The Matram event, where these seven transgenders from Tamil Nadu were honoured, was sponsored by the Rotary Club of Madras Esplanade, RID 3232, “as we felt we have to recognise the remarkable achievements of seven extraordinary transgenders, showcasing their resilience and triumph over adversity,” said club president Paresh Jani.

Such events and exposure help to spread awareness in the general community where transgenders continue to face discrimination and other challenges just for the right to live their lives.
Praghya, award recipient

Durgashree, president of the college’s Rotaract club, said that against “the backdrop of evolving societal norms, the Matram awards symbolise a significant stride towards fostering inclusivity and equity in our ­community.” Jani added that since the event was held at the college premises, “it served as a powerful platform to ­celebrate diversity and highlight the invaluable contributions of transgender individuals to society. We honoured them for their unwavering determination and remarkable accomplishments across various fields.”

One of the other distinguished awardees from the transgender community was Sathyasri Sharmila, who is reportedly India’s first transgender lawyer. Her journey too was filled with discrimination, humiliation, torture and other difficulties in a society which refuses to accept the ‘other,’ but she overcame all these to get enrolled in the Bar Council of Tamil Nadu and Puducherry way back in 2018.

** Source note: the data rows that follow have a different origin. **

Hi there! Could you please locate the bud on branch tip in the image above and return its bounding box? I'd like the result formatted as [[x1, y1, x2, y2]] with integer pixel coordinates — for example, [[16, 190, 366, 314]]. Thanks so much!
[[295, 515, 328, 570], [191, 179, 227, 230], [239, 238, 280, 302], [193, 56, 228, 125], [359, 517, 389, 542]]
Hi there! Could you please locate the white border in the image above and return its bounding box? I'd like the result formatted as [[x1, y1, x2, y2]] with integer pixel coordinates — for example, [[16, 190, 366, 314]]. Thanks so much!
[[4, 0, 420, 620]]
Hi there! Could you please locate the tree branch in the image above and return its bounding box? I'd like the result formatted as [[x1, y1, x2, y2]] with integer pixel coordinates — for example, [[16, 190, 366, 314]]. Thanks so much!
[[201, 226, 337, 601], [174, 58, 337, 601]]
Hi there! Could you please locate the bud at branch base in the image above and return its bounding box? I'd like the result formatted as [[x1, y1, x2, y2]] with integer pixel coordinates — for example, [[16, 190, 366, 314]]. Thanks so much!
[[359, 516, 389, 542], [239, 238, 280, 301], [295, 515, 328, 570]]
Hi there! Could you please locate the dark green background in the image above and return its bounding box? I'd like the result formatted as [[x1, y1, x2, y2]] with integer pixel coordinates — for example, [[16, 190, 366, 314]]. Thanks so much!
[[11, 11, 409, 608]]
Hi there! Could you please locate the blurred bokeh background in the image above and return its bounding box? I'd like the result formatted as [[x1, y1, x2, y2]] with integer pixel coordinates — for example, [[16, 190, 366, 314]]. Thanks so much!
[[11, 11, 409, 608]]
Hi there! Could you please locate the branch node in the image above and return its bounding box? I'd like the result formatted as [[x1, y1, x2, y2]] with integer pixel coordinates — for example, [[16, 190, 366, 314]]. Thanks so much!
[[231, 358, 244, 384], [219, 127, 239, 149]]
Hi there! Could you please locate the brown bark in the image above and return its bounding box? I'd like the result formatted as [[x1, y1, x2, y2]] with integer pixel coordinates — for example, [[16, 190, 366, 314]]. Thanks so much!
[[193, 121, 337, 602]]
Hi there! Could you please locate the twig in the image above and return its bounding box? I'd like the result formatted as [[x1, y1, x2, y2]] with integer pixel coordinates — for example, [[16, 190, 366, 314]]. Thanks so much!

Another recipient Praghya, 22, is a drone pilot. Speaking to Rotary News, she said that as a boy, her awareness about her status began when she was in Class 7. “Parental pressure was always on to change me, but it did not work. At least nowadays, some parents are accepting transgender children but in the earlier years there was so much of resistance and negativity. The result was that I too had to leave home.”

Now she stays along with six other transgenders, “three of them are transwomen and three are transmen. We live as a transgender community in a rented place, which the mother of one of the transgenders helped us find. Even getting a place to live in is so difficult for us in Chennai; nobody wants to give out their place to us,” says Praghya.

RC Madras Esplanade president Paresh Jani with award recipients and members of all participating clubs.

She wanted to train as a drone pilot; “it’s a short course of only 10 days and costs ₹75,000 plus GST. A private trust approached the Indian Oil Corporation and they sponsored the training of 15 people, which included four transwomen and five transmen.” Emerging among the top four students from this training course, she is now employed by a private company as a technical assistant.

Jani said that several Rotary clubs in Chennai came together “to champion the cause of inclusivity and diversity in our society.” They were RCs Madras Esplanade, Madras Cosmos, Madras Nungambakkam, ­Gummidipoondi Industrial City and Madras Fort. RID 3232 DEI chair Barbara Bedi, and several Rotarians from the other collaborating clubs were present.

Durgashree added, “These outstanding individuals have not only navigated through challenging circumstances but have also emerged as beacons of hope and inspiration to others, and their contribution is a testament to the evolving mindset of our ­society, embracing inclusion and diversity wholeheartedly. As we celebrate the achievements of these remarkable individuals, let us reaffirm our commitment to creating a more equitable and just world.”

The last word to Praghya; extremely happy to be recognised by Rotary, she says, “I am grateful that Rotarians and Rotaractors have given us this recognition. More than for ourselves, we accept this honour on behalf of the transgender community as such events and exposure help to spread awareness in the general community where transgenders continue to face discrimination and other challenges just for the right to live their lives.”